Here Stephen pulled himself up short and Annie said quietly, with tightened lips:

“Go on, Stephen. Harry is happier now he has got back to—what?”

“Oh, I only meant the country air and the country people! You know he is a regular rustic, and Londoners don’t suit him.”

Annie gulped down the tears this unlucky speech brought to her eyes, and said, with forced cheerfulness:

“Yes, he is, of course, much happier in the country.”

“Of course,” admitted Stephen, guardedly. “He has sent you this letter.”

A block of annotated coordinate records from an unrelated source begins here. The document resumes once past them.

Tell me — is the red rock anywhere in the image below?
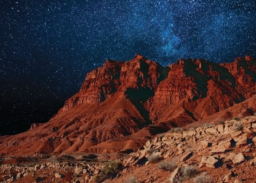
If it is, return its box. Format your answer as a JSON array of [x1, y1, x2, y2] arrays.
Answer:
[[0, 55, 256, 155]]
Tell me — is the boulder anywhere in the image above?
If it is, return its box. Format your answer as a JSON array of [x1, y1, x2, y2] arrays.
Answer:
[[211, 145, 227, 153], [232, 153, 245, 164], [74, 166, 83, 175], [180, 152, 193, 161]]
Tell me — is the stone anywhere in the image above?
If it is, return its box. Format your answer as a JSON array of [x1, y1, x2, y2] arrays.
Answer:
[[54, 173, 64, 179], [211, 145, 226, 153], [180, 152, 193, 161], [224, 152, 236, 162], [169, 167, 182, 183], [236, 136, 247, 147], [234, 179, 243, 183], [223, 171, 234, 182], [200, 140, 209, 148], [232, 153, 245, 164], [217, 124, 224, 134], [205, 128, 219, 135], [74, 166, 83, 175], [205, 156, 220, 168]]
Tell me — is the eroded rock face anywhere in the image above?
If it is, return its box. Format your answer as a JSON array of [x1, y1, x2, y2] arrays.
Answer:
[[0, 55, 256, 156]]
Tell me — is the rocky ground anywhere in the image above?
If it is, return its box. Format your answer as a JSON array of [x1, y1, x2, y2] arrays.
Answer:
[[0, 116, 256, 183]]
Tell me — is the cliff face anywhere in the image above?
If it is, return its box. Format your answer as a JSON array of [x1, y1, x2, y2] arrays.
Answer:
[[0, 55, 256, 154]]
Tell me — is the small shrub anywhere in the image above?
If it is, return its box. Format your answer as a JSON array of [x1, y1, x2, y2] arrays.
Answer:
[[93, 161, 123, 183], [170, 127, 183, 132], [232, 121, 244, 131], [125, 177, 140, 183], [218, 120, 225, 125], [147, 148, 155, 154], [194, 172, 213, 183], [183, 166, 198, 178], [148, 154, 161, 163], [158, 157, 178, 172], [203, 123, 213, 128], [234, 117, 240, 121]]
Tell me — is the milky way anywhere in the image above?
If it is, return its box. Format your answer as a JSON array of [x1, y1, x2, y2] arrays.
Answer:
[[0, 0, 256, 134]]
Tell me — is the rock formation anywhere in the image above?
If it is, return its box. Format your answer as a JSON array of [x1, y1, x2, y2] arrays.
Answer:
[[0, 55, 256, 156]]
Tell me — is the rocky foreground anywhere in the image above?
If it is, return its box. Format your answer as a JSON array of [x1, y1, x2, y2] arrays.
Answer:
[[0, 116, 256, 183], [0, 55, 256, 156]]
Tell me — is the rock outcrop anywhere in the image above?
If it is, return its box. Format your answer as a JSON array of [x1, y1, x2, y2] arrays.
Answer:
[[0, 55, 256, 156]]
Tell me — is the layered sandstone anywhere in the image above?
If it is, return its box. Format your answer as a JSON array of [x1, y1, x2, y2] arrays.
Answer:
[[0, 55, 256, 155]]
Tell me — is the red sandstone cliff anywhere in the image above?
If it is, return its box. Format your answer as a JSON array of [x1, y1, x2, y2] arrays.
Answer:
[[0, 55, 256, 155]]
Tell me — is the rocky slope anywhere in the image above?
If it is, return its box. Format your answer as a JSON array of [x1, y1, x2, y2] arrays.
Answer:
[[0, 55, 256, 156], [0, 116, 256, 183]]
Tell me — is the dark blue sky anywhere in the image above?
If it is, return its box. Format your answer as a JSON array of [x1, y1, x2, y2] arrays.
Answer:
[[0, 0, 256, 134]]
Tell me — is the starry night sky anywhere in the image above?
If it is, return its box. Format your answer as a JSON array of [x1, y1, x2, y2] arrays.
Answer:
[[0, 0, 256, 135]]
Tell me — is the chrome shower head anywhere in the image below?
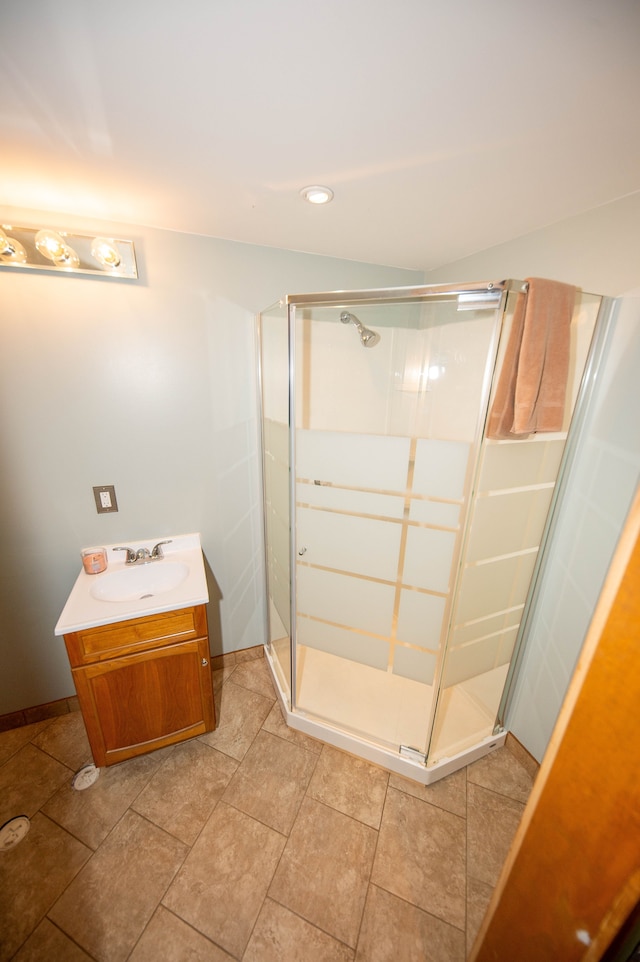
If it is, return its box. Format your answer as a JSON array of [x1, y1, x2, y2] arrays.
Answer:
[[340, 311, 380, 347]]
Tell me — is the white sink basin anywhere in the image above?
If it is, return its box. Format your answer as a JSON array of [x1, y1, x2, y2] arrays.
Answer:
[[90, 561, 189, 601]]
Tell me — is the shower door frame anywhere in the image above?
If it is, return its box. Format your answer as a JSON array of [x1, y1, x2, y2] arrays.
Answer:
[[259, 280, 526, 784]]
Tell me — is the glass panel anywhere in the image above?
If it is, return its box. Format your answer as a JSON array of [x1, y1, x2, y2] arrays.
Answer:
[[428, 294, 600, 764], [292, 299, 500, 752], [259, 305, 291, 701]]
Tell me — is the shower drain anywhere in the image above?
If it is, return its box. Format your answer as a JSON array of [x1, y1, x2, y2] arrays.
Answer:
[[0, 815, 31, 852]]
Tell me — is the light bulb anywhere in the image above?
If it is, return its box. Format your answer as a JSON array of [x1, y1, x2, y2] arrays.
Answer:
[[91, 237, 122, 267], [36, 230, 80, 267], [0, 228, 27, 264], [300, 184, 333, 204]]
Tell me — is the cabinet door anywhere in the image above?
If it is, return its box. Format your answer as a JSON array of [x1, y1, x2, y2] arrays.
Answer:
[[73, 638, 215, 767]]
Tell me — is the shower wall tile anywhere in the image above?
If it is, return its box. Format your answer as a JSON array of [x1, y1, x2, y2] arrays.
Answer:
[[455, 551, 536, 624], [264, 419, 289, 464], [413, 440, 469, 499], [396, 589, 446, 650], [297, 618, 389, 671], [296, 484, 404, 519], [393, 645, 436, 685], [402, 528, 456, 592], [479, 440, 564, 491], [409, 498, 460, 528], [451, 606, 522, 648], [265, 457, 289, 518], [297, 565, 395, 635], [296, 431, 409, 491], [467, 488, 553, 562], [297, 508, 402, 581], [443, 627, 518, 688]]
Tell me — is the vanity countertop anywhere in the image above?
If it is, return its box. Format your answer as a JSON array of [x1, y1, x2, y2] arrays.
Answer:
[[55, 534, 209, 635]]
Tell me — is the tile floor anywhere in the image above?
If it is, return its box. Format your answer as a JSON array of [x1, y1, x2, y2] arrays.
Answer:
[[0, 649, 532, 962]]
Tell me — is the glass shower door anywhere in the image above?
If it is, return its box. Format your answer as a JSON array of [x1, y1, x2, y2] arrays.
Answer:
[[290, 292, 501, 755], [259, 304, 291, 705], [428, 293, 600, 765]]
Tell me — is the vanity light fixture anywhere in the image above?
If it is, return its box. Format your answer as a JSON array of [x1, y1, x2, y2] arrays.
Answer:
[[36, 230, 80, 267], [300, 184, 333, 204], [0, 224, 138, 278], [91, 237, 122, 267], [0, 228, 27, 264]]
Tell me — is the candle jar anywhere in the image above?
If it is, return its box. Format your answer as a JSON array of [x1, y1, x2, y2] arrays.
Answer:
[[81, 548, 107, 575]]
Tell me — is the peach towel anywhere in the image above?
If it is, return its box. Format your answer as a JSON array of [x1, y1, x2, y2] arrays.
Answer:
[[487, 277, 576, 439]]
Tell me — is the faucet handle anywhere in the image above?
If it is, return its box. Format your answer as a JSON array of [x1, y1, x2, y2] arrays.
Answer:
[[151, 538, 173, 558], [113, 548, 136, 564]]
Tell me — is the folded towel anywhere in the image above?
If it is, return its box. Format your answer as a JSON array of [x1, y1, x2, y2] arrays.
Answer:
[[487, 277, 576, 439]]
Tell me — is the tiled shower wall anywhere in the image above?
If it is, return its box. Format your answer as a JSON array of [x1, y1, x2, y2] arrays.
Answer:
[[265, 288, 597, 724]]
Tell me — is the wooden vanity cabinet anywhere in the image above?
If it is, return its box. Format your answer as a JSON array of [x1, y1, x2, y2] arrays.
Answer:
[[64, 605, 215, 767]]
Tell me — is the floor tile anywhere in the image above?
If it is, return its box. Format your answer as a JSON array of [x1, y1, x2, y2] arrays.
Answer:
[[467, 782, 524, 885], [242, 899, 356, 962], [0, 744, 73, 825], [32, 711, 93, 772], [356, 885, 465, 962], [162, 802, 286, 958], [308, 745, 389, 828], [389, 769, 467, 818], [128, 905, 234, 962], [467, 878, 494, 954], [132, 740, 238, 845], [231, 658, 276, 698], [13, 919, 92, 962], [0, 718, 51, 765], [269, 797, 376, 948], [198, 681, 273, 761], [467, 748, 533, 802], [211, 665, 235, 694], [224, 731, 318, 835], [49, 812, 187, 962], [371, 788, 466, 928], [235, 645, 264, 665], [0, 812, 91, 962], [262, 701, 324, 755], [43, 747, 174, 849]]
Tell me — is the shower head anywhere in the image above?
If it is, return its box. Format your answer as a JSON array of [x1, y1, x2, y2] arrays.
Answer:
[[340, 311, 380, 347]]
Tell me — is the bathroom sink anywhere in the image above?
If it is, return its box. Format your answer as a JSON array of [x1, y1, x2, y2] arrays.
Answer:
[[90, 561, 189, 601], [54, 532, 209, 635]]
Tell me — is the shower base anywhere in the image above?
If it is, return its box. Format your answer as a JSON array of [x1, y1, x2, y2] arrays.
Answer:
[[265, 638, 507, 785]]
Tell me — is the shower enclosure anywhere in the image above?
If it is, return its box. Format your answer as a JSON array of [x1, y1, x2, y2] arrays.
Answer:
[[258, 281, 601, 783]]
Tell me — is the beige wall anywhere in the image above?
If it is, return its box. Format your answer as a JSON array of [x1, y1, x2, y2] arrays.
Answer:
[[427, 193, 640, 760], [426, 192, 640, 297], [0, 209, 422, 715]]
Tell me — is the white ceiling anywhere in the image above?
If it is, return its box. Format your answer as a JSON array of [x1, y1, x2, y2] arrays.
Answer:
[[0, 0, 640, 270]]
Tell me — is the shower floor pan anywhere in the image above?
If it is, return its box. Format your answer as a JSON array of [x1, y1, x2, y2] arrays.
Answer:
[[265, 646, 506, 785]]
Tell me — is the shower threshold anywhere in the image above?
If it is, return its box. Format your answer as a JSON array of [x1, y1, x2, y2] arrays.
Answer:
[[265, 647, 507, 785]]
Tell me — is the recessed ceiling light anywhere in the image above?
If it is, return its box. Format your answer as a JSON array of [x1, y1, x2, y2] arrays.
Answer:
[[300, 184, 333, 204]]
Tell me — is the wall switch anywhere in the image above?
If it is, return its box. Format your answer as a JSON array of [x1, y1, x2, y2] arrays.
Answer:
[[93, 484, 118, 514]]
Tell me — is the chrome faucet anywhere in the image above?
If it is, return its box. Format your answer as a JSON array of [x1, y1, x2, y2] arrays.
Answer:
[[113, 538, 173, 565]]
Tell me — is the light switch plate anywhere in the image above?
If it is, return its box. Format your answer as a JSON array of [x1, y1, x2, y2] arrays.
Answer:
[[93, 484, 118, 514]]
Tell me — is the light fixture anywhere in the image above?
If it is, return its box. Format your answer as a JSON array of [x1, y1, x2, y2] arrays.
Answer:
[[0, 228, 27, 264], [91, 237, 122, 267], [300, 184, 333, 204], [0, 224, 138, 278], [36, 230, 80, 267]]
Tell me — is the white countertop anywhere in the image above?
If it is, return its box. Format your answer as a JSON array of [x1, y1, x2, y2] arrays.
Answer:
[[55, 534, 209, 635]]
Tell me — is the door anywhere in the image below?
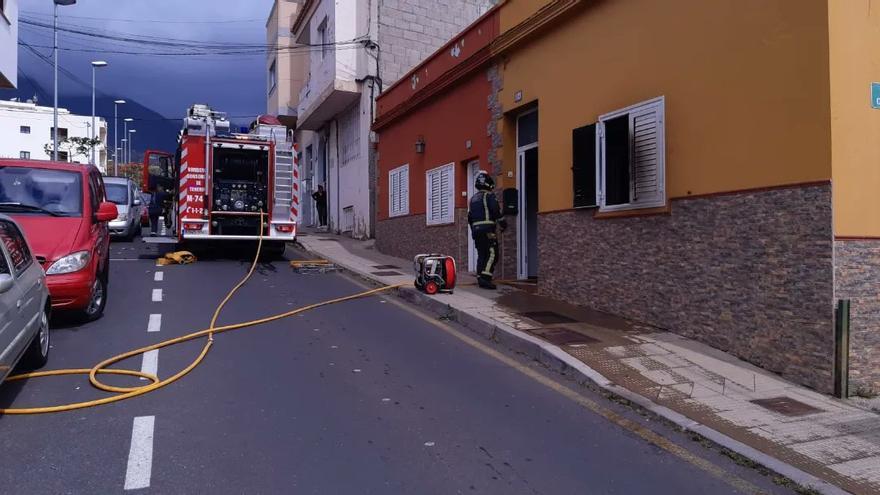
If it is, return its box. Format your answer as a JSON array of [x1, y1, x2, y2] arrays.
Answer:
[[467, 160, 480, 273], [516, 109, 538, 280]]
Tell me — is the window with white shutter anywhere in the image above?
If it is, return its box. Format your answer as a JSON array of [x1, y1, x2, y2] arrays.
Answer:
[[596, 97, 666, 211], [425, 163, 455, 225], [388, 165, 409, 217]]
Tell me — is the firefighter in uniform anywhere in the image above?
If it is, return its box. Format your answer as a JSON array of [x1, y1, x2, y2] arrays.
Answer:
[[468, 174, 507, 289]]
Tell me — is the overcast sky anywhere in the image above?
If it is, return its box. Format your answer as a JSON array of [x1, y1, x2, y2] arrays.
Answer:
[[19, 0, 273, 118]]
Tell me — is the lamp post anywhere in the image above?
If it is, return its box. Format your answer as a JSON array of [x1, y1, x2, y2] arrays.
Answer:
[[128, 129, 137, 166], [89, 60, 107, 165], [52, 0, 76, 162], [113, 100, 125, 175], [122, 117, 134, 163]]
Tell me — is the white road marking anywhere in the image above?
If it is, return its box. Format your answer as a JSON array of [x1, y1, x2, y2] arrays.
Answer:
[[125, 416, 156, 490], [147, 314, 162, 332], [141, 349, 159, 380]]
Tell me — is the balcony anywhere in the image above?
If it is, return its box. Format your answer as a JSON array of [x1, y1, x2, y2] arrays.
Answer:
[[297, 50, 360, 131]]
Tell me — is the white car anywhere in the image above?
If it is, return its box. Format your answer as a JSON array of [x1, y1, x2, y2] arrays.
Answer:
[[0, 215, 52, 382], [104, 177, 146, 240]]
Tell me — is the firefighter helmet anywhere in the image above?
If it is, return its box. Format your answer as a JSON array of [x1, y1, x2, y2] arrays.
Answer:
[[474, 170, 495, 191]]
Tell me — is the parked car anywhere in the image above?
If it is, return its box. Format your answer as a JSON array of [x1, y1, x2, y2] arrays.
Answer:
[[104, 177, 147, 240], [0, 214, 52, 382], [0, 159, 117, 321], [141, 192, 153, 227]]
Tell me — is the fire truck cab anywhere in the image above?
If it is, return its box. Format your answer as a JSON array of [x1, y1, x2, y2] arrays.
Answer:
[[143, 105, 299, 251]]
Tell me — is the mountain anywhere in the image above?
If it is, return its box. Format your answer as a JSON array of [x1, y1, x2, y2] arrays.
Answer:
[[0, 77, 180, 157]]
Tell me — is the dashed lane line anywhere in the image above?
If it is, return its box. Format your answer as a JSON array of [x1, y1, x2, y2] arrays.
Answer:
[[125, 416, 156, 490], [147, 314, 162, 333]]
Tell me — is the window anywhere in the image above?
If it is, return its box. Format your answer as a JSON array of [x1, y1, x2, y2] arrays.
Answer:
[[0, 221, 33, 276], [269, 60, 278, 94], [388, 165, 409, 217], [318, 17, 332, 59], [425, 163, 455, 225], [339, 104, 361, 165], [596, 97, 666, 211], [49, 127, 67, 140]]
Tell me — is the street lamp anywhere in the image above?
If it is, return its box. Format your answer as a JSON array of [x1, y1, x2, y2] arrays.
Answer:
[[52, 0, 76, 162], [122, 117, 134, 163], [91, 60, 107, 165], [128, 129, 137, 166], [113, 100, 125, 176]]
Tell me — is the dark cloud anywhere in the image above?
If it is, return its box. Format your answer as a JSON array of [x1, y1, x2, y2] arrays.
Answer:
[[20, 0, 272, 118]]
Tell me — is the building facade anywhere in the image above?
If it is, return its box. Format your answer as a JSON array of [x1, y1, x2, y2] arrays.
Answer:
[[0, 0, 18, 88], [266, 0, 308, 128], [0, 101, 107, 173], [377, 0, 880, 395], [293, 0, 494, 238]]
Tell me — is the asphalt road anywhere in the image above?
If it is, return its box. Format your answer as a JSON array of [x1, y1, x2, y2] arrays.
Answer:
[[0, 234, 790, 494]]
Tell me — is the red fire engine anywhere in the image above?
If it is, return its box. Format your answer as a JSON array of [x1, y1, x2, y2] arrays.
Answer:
[[143, 105, 299, 252]]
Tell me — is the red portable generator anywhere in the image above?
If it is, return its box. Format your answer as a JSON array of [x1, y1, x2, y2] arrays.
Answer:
[[413, 254, 455, 294]]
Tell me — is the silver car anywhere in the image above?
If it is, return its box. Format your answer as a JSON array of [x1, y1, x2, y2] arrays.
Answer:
[[0, 215, 52, 382], [104, 177, 146, 240]]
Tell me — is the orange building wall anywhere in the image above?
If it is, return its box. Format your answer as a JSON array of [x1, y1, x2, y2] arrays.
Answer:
[[500, 0, 832, 213], [828, 0, 880, 237]]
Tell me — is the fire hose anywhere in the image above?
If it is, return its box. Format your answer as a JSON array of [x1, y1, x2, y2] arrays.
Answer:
[[0, 212, 404, 415]]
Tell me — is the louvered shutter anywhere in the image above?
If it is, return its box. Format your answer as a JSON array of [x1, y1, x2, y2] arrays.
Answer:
[[630, 103, 666, 207]]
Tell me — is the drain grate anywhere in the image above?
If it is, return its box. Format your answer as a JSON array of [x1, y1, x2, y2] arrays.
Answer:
[[520, 311, 577, 325], [538, 328, 601, 347], [752, 397, 823, 417]]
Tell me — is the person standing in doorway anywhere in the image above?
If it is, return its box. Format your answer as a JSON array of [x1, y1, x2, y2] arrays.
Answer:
[[468, 170, 507, 290], [312, 184, 327, 227], [147, 184, 166, 237]]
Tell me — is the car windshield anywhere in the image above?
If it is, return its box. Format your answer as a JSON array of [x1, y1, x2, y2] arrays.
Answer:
[[104, 182, 128, 205], [0, 166, 83, 216]]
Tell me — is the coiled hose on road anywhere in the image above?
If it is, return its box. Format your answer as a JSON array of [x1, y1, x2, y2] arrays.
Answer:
[[0, 213, 403, 414]]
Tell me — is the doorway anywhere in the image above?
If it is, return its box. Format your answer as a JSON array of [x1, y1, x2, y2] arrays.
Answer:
[[465, 160, 480, 273], [516, 109, 538, 280]]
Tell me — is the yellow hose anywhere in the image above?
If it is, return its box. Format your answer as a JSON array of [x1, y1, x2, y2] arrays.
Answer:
[[0, 213, 405, 414]]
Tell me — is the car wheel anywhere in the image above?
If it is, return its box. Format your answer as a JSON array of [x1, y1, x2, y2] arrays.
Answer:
[[24, 308, 49, 369], [83, 274, 107, 321]]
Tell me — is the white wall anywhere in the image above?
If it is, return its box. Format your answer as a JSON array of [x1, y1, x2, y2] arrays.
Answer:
[[0, 0, 18, 88], [0, 101, 107, 172]]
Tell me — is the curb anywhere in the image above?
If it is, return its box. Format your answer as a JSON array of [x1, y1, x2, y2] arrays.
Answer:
[[296, 241, 850, 495]]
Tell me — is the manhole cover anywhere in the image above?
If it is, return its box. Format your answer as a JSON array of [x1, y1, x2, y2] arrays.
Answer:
[[538, 328, 600, 347], [520, 311, 575, 325], [752, 397, 822, 416]]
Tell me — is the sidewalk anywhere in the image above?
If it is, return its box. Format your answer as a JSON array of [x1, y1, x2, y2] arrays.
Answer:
[[298, 232, 880, 494]]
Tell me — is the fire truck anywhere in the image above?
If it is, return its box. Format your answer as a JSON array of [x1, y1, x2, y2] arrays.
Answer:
[[143, 105, 299, 253]]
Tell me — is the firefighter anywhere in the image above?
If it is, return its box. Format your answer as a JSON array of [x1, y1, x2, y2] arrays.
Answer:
[[468, 170, 507, 290]]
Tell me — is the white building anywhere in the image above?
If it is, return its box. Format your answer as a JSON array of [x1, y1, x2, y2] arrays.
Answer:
[[0, 0, 18, 88], [292, 0, 495, 238], [0, 101, 107, 173]]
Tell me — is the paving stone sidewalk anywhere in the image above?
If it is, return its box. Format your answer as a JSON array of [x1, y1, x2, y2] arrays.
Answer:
[[299, 233, 880, 494]]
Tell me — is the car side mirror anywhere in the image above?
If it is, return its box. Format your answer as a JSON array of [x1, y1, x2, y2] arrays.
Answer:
[[95, 201, 119, 223], [0, 273, 15, 294]]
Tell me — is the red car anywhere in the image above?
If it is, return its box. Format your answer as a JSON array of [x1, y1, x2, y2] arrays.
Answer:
[[0, 160, 117, 321]]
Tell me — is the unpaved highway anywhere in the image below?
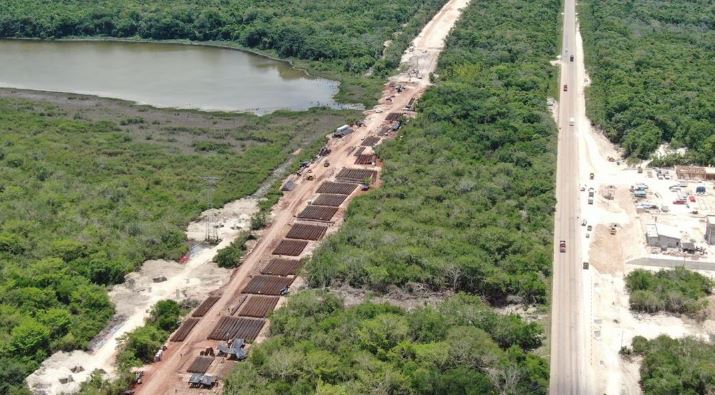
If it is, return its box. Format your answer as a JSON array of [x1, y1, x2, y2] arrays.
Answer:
[[135, 0, 469, 395], [549, 0, 590, 395]]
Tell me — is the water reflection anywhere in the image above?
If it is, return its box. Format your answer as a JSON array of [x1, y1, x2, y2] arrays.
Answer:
[[0, 40, 356, 113]]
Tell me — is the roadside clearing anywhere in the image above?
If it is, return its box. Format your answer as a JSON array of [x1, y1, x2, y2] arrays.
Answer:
[[135, 0, 468, 394]]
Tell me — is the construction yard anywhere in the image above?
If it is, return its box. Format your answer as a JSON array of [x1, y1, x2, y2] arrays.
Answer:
[[554, 12, 715, 395]]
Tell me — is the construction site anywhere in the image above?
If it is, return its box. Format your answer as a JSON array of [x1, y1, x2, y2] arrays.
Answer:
[[572, 12, 715, 394], [99, 0, 468, 394]]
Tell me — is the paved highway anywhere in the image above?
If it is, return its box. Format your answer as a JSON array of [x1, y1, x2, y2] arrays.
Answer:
[[549, 0, 589, 395]]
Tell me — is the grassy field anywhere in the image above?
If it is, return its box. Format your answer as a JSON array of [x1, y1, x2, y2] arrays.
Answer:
[[0, 90, 357, 393], [225, 0, 561, 394]]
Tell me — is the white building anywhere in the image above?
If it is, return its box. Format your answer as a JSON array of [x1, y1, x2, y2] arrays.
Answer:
[[645, 224, 681, 248], [705, 215, 715, 244]]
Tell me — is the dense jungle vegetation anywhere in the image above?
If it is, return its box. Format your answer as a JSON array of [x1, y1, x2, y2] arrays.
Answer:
[[224, 290, 549, 395], [226, 0, 561, 394], [626, 267, 713, 315], [0, 0, 446, 102], [622, 335, 715, 395], [579, 0, 715, 165], [0, 99, 355, 394], [307, 0, 560, 303]]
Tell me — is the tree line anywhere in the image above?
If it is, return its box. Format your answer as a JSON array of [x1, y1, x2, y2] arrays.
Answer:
[[626, 267, 713, 316], [224, 290, 549, 395], [0, 0, 446, 73], [579, 0, 715, 165], [0, 99, 355, 394], [621, 335, 715, 395]]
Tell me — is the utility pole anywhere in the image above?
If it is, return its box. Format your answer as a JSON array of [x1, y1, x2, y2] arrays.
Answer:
[[201, 176, 221, 244]]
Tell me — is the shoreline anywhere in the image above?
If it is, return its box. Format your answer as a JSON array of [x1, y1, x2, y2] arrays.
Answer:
[[0, 36, 369, 108]]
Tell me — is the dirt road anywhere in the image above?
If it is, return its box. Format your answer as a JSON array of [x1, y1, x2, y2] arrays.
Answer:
[[550, 0, 591, 395], [136, 0, 468, 395]]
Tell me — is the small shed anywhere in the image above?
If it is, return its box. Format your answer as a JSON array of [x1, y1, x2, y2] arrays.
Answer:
[[333, 127, 355, 138], [281, 180, 295, 192], [645, 224, 681, 248]]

She tore it open. It was only a short note, very affectionate, but with no definite word concerning his own movements. A sudden impulse of angry pride seized her, and shame at the long letter she had prepared in exchange for this brief, hurriedly-written note. She took up the letter she was about to send, and, excusing herself to Stephen, went into the next room, tore it into shreds, and, hastily writing a note as short and as vague as her husband’s own, returned and gave that as her answer.

They were not long over tea, as Stephen seemed anxious to get away, and Annie herself was late for the theater. When he had gone, she dressed very quickly, and followed him out of the house in a few minutes. At the end of the second street she had to pass through, she saw Stephen and Miss West standing in earnest conversation. She had to pass them; but they were too much absorbed in what they were saying to notice her approach.

When she was near to them, she heard Stephen say bitterly:

“Of course you like Harry better than me, because he’s such a tall, straight, handsome fellow!”

“Handsome is that handsome does. I like him because he likes me. You tell him so, give him my love, and say he’ll see me before very long if he’s a good boy;” and Miss West, with a laugh and a roguish glance, hurried away; and Stephen, without turning round to see Annie, followed slowly in the same direction.

Annie walked on steadily, with the hot tears burning in her eyes.

This was what Harry’s desertion meant; and this coarse woman, whom she had just been assisting, was the enchantress who held his heart for the time.

“What an idiot I was to imagine for a moment that he was capable of lasting affection, and for his wife! I will never think about him again!”

But she thought about him all the way to the theater, and cried herself to sleep over her dislike of him and her contempt for him.